La collection est l’une des grandes passions du XIX
e siècle. Elle prend les formes les plus diverses : accumulations sérielles souvent qualifiées de manies (des porcelaines aux timbres-poste) ; collections de livres, d’autographes, d’estampes, à visée plus érudite ; collections sélectives d’objets d’art ; compositions décoratives fondées sur le seul goût personnel. L’essor et la démultiplication des pratiques de la collection manifestent l’évolution du rapport que l’individu entretient avec les objets (la prolifération des artefacts est contrebalancée par la valorisation symbolique d’un petit nombre d’entre eux), et témoignent aussi d’une inscription repensée dans l’histoire, à travers la reconfiguration de ses traces.
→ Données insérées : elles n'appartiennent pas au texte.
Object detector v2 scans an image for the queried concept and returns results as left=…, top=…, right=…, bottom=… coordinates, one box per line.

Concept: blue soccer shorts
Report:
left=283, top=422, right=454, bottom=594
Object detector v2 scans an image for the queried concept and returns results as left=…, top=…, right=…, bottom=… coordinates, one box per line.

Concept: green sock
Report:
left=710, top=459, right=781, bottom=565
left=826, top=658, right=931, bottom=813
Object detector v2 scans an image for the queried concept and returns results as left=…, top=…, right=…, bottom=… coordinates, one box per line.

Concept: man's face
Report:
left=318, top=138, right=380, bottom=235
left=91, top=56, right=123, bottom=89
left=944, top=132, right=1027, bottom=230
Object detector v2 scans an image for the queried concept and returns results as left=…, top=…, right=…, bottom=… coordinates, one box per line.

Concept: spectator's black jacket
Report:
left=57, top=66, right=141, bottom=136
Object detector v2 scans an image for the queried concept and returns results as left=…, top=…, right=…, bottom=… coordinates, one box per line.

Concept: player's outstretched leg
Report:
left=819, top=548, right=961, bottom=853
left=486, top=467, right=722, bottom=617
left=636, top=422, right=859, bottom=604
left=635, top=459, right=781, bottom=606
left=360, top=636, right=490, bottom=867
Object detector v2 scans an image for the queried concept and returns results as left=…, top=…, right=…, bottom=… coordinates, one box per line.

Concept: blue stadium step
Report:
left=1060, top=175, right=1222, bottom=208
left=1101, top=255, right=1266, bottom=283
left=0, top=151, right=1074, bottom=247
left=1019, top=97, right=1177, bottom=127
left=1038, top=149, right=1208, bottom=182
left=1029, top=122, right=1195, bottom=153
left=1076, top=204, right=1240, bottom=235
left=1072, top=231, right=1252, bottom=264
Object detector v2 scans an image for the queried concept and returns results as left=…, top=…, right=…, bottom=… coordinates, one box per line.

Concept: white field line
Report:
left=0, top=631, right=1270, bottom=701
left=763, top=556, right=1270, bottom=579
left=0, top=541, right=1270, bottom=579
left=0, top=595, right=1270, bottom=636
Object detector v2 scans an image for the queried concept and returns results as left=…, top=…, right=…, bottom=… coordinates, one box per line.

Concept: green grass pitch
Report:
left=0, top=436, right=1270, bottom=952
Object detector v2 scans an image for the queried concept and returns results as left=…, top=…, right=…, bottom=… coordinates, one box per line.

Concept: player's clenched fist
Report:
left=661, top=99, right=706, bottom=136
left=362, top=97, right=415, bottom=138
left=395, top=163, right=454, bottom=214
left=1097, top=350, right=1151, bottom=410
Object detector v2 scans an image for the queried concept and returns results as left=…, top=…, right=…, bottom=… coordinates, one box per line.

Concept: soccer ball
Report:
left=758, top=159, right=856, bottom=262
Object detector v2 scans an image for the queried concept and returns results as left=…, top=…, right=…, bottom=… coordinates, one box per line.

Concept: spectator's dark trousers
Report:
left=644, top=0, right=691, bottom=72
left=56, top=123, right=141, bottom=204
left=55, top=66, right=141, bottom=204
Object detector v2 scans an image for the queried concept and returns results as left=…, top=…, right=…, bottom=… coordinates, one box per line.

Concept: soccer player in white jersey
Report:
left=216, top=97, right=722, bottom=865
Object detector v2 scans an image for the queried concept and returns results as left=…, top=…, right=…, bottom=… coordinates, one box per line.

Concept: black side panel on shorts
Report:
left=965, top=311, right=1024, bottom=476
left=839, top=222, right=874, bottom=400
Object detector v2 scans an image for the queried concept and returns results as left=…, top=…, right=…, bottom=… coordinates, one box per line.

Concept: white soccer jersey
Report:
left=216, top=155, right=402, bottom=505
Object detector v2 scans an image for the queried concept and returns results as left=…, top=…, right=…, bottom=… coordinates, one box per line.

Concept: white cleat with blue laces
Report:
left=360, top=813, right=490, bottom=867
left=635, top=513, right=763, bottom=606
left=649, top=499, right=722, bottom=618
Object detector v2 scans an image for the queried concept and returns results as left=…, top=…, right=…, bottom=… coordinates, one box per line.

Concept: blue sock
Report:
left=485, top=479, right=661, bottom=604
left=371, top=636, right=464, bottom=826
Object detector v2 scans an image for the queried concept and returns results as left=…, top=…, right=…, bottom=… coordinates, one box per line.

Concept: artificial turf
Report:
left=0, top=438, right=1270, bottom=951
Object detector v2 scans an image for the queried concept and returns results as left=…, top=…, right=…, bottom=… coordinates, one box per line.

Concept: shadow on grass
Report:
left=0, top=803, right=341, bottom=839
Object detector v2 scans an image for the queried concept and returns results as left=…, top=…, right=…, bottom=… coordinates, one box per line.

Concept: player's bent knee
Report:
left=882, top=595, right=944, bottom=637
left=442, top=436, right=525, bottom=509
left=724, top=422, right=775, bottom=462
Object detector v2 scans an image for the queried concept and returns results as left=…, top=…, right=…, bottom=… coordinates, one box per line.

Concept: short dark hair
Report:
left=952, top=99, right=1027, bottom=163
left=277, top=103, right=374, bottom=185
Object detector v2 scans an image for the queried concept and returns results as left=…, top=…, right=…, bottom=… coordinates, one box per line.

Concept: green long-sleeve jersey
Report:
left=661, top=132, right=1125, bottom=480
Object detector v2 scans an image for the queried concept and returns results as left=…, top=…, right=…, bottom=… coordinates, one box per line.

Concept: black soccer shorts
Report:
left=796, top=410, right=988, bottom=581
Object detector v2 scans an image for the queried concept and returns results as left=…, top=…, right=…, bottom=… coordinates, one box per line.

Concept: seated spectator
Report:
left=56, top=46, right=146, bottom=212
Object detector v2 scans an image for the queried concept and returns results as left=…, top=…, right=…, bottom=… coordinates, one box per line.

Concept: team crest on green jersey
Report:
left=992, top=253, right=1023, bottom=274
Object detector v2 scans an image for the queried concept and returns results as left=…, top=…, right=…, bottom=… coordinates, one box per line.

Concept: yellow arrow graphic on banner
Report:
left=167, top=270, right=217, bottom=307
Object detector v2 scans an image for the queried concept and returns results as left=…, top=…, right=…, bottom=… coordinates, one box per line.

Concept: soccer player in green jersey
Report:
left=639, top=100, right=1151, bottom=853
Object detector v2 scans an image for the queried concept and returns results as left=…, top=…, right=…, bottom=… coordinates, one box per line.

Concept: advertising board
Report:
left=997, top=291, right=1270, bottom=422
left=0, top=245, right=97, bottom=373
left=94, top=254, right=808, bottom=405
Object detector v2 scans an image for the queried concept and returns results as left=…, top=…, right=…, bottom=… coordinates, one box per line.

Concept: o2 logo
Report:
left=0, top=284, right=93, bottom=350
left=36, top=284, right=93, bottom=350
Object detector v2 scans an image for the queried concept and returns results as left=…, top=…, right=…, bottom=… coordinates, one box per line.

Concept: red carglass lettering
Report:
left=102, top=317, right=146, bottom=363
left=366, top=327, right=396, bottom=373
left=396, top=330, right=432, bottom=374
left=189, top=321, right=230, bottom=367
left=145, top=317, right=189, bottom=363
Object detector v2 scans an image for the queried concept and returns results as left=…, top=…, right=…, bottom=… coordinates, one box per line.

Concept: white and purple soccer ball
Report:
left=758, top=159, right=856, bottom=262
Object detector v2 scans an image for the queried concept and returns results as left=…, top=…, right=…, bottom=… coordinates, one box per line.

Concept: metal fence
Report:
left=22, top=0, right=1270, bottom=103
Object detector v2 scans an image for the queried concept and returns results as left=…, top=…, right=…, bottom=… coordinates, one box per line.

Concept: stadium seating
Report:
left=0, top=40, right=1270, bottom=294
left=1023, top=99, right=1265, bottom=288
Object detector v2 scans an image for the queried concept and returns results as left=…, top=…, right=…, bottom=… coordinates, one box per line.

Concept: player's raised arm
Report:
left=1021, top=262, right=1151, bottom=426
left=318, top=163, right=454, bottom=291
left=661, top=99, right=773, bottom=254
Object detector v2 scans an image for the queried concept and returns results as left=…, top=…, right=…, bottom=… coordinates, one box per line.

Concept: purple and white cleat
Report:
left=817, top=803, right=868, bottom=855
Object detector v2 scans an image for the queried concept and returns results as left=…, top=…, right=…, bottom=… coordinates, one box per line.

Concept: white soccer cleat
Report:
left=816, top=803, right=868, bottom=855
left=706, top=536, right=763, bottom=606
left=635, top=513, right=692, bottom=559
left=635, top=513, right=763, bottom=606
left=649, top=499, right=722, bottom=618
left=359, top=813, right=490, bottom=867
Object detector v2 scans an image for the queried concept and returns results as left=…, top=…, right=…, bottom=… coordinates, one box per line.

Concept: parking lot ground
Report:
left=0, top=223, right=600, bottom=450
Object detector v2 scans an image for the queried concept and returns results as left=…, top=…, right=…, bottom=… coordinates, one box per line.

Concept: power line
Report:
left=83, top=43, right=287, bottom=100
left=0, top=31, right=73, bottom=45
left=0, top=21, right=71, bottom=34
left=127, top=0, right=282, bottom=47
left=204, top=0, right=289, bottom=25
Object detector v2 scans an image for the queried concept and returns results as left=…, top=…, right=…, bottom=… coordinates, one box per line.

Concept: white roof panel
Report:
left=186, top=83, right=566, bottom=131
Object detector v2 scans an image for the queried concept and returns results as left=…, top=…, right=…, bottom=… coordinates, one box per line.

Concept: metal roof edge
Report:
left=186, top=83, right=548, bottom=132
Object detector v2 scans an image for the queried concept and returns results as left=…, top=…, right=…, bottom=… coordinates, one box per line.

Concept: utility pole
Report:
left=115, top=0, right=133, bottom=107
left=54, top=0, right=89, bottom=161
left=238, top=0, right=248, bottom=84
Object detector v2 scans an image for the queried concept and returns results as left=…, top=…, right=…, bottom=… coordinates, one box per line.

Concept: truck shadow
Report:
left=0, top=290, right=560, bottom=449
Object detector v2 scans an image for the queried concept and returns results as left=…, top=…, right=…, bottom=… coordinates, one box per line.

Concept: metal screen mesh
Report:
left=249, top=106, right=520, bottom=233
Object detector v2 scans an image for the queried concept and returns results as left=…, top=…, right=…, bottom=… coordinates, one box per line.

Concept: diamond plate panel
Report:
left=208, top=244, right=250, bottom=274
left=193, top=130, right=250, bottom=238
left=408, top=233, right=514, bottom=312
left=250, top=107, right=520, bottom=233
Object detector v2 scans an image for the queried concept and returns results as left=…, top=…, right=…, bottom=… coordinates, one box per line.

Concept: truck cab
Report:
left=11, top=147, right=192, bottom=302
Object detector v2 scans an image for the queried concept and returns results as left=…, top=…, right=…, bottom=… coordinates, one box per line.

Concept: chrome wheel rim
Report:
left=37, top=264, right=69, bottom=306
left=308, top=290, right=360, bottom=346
Des compilations documentaires établies par les historiens romantiques au symbolisme fin de siècle, l’histoire des genres littéraires permet d’esquisser une véritable poétique de la collection au XIX
e siècle. En relation avec les pratiques connexes de la bibliophilie et de l’archéologie, l’évolution de l’histoire se fonde sur l’élargissement de la notion de « document », jusqu’au « document humain » des écrivains naturalistes. L’étude d’un vaste corpus de romans (Balzac, Champfleury, Flaubert, les Goncourt, Zola, Husysmans) permet par ailleurs de voir comment s’opère la gestion de larges systèmes d’objets : atrophie de l’intrigue au profit de structures sérielles, stylistique descriptive de la liste, dont on esquisse ici une typologie. Enfin, à partir de la révolution du poème en prose, la poésie moderne reflète une esthétique du décoratif où l’attention se déporte du sujet lyrique vers l’espace ornemental qu’il habite : précieuse grotte de l’intimité où rayonne finalement le mot bibelotisé (Baudelaire, Mallarmé, Montesquiou, Rodenbach).